Et ce sont des emplois bien rémunérés, gagnant entre 80 000 et 250 000 dollars.
Selon une étude du Centre politique bipartisanles États-Unis devraient faire face à une pénurie de 6 millions de travailleurs d’ici 2032, alors même que 70 % des emplois nécessiteront une éducation ou une formation au-delà du lycée. Rien que dans la construction, il y a presque deux offres d’emploi pour chaque chômeur.
Comparez cela avec le taux de chômage des récents diplômés universitaires, qui est un point et demi plus haut que la moyenne nationale.
Pourtant, dans le système éducatif américain, l’université est encore évoquée comme s’il s’agissait de la seule voie honorable vers l’âge adulte. Les lycées parlent couramment de la préparation à l’université tout en considérant la préparation à toute autre chose comme un objectif moindre. Les parents et les politiques publiques reflètent les mêmes préjugés.
Le parcours menant aux diplômes traditionnels est fortement subventionné, tandis que de nombreux itinéraires plus courts et liés à l’emploi restent minces, dispersés ou culturellement négligés. Pendant ce temps, le succès de ce parcours de quatre ans est loin d’être garanti ; à l’échelle nationale, seulement 60 % environ des étudiants obtiennent un baccalauréat en six ans.
Les étudiants sont privés de leurs droits, tandis que la pénurie de talents pour les employeurs ne fait que croître.
Comment sortir de la mentalité de l’université d’abord
À tous les niveaux de l’éducation et de la politique, les États-Unis doivent s’extirper de cette mentalité qui donne la priorité à l’université. Une société saine n’organise pas les opportunités autour d’un seul scénario. Il construit de multiples voies crédibles vers la sécurité économique, la dignité adulte et une contribution utile.

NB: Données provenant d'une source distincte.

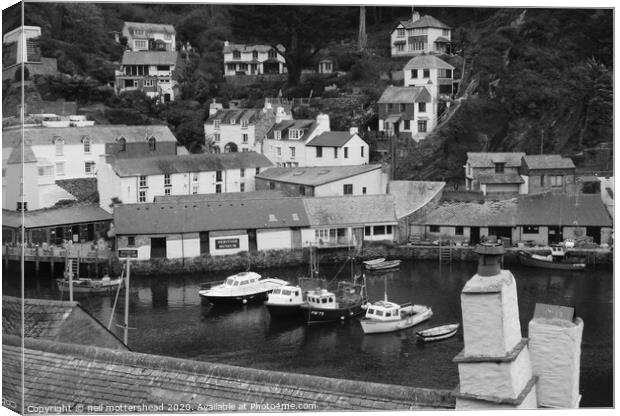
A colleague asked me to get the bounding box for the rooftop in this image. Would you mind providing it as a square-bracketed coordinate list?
[114, 196, 309, 234]
[2, 124, 177, 148]
[108, 152, 272, 177]
[256, 165, 381, 186]
[378, 85, 431, 104]
[2, 204, 112, 228]
[467, 152, 525, 168]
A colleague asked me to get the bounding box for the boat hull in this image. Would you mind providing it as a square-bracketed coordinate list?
[360, 308, 433, 334]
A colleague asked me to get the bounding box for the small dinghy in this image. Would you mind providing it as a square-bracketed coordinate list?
[416, 324, 460, 342]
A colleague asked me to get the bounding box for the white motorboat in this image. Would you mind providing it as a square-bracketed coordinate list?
[198, 272, 288, 303]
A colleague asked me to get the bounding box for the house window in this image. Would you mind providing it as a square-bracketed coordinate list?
[82, 137, 90, 154]
[56, 162, 65, 176]
[418, 120, 426, 133]
[55, 138, 65, 156]
[84, 161, 95, 175]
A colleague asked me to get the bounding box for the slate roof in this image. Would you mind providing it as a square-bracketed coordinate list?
[400, 15, 451, 29]
[256, 165, 381, 186]
[388, 181, 446, 218]
[420, 192, 612, 227]
[114, 198, 309, 235]
[467, 152, 525, 168]
[108, 152, 272, 177]
[523, 155, 575, 169]
[121, 51, 179, 65]
[303, 195, 397, 226]
[306, 131, 355, 147]
[403, 55, 454, 69]
[2, 204, 112, 228]
[2, 124, 177, 148]
[2, 337, 454, 413]
[378, 86, 431, 104]
[266, 120, 318, 141]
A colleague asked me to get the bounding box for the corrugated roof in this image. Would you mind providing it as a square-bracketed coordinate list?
[121, 51, 179, 65]
[523, 155, 575, 169]
[303, 195, 397, 226]
[306, 131, 354, 147]
[467, 152, 525, 168]
[2, 124, 177, 148]
[256, 165, 381, 186]
[114, 197, 309, 235]
[2, 204, 112, 228]
[379, 86, 431, 104]
[2, 336, 454, 413]
[108, 152, 273, 177]
[388, 181, 446, 218]
[404, 55, 454, 69]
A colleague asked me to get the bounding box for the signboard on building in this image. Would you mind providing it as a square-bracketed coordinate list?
[215, 238, 239, 250]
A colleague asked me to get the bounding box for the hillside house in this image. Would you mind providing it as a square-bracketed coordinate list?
[2, 125, 177, 210]
[121, 22, 176, 52]
[97, 152, 272, 212]
[256, 165, 387, 196]
[390, 11, 452, 57]
[115, 50, 181, 102]
[222, 41, 286, 76]
[378, 86, 437, 142]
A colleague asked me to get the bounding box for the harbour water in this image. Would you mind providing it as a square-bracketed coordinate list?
[3, 261, 613, 407]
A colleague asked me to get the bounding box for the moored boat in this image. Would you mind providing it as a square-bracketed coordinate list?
[415, 323, 460, 342]
[198, 272, 288, 304]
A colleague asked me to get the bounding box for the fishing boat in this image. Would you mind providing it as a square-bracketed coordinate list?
[198, 272, 288, 304]
[56, 276, 123, 294]
[415, 324, 460, 342]
[517, 245, 586, 270]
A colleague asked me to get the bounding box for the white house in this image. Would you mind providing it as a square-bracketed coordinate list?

Une éducation de qualité dans une université de haut niveau convient à certains, certes, mais pour beaucoup d’autres, le chemin vers la réussite ressemble à un excellent programme d’apprentissage, à un parcours universitaire moderne, à une formation dirigée par l’employeur ou à des diplômes à court terme liés à la demande réelle du marché du travail.
Ce ne sont pas des portes secondaires pour ceux qui ne peuvent pas s’en sortir ; ils font partie d’une stratégie nationale en matière de talents qui lie plus étroitement le système éducatif à l’industrie privée. Au niveau de l’État, cela signifie s’associer avec des groupes d’entreprises pour façonner les programmes d’études et les exigences en matière de licences d’État.
Au niveau fédéral, cela signifie repenser comment – et quels programmes – nous subventionnons.
La proposition du ministère de l’Éducation Modifications des règles Workforce Pell sont un début. Des règles mises à jour permettraient aux étudiants d’utiliser les bourses Pell pour des programmes de main-d’œuvre à court terme éligibles à partir de juillet 2026, y compris des programmes d’une durée aussi courte que huit semaines.
Il s’agit d’une première étape cruciale, mais qui doit continuer à se développer : un nouveau flux de financement ne suffira pas à réparer un système qui reste fragmenté, inégal et culturellement biaisé en faveur d’une voie plutôt que des autres.
L’Amérique n’a pas besoin de se retourner contre l’université. Il doit cesser de faire comme si l’université était la seule voie sérieuse pour les gens sérieux. Cette idée a déformé notre système éducatif pendant des années. Aujourd’hui, il commence à laisser tomber les personnes qu’il était censé servir.
Cet article a été écrit et présente les points de vue de notre conseiller collaborateur, et non de la rédaction de Kiplinger. Vous pouvez vérifier les dossiers des conseillers auprès du SECONDE ou avec FINRA.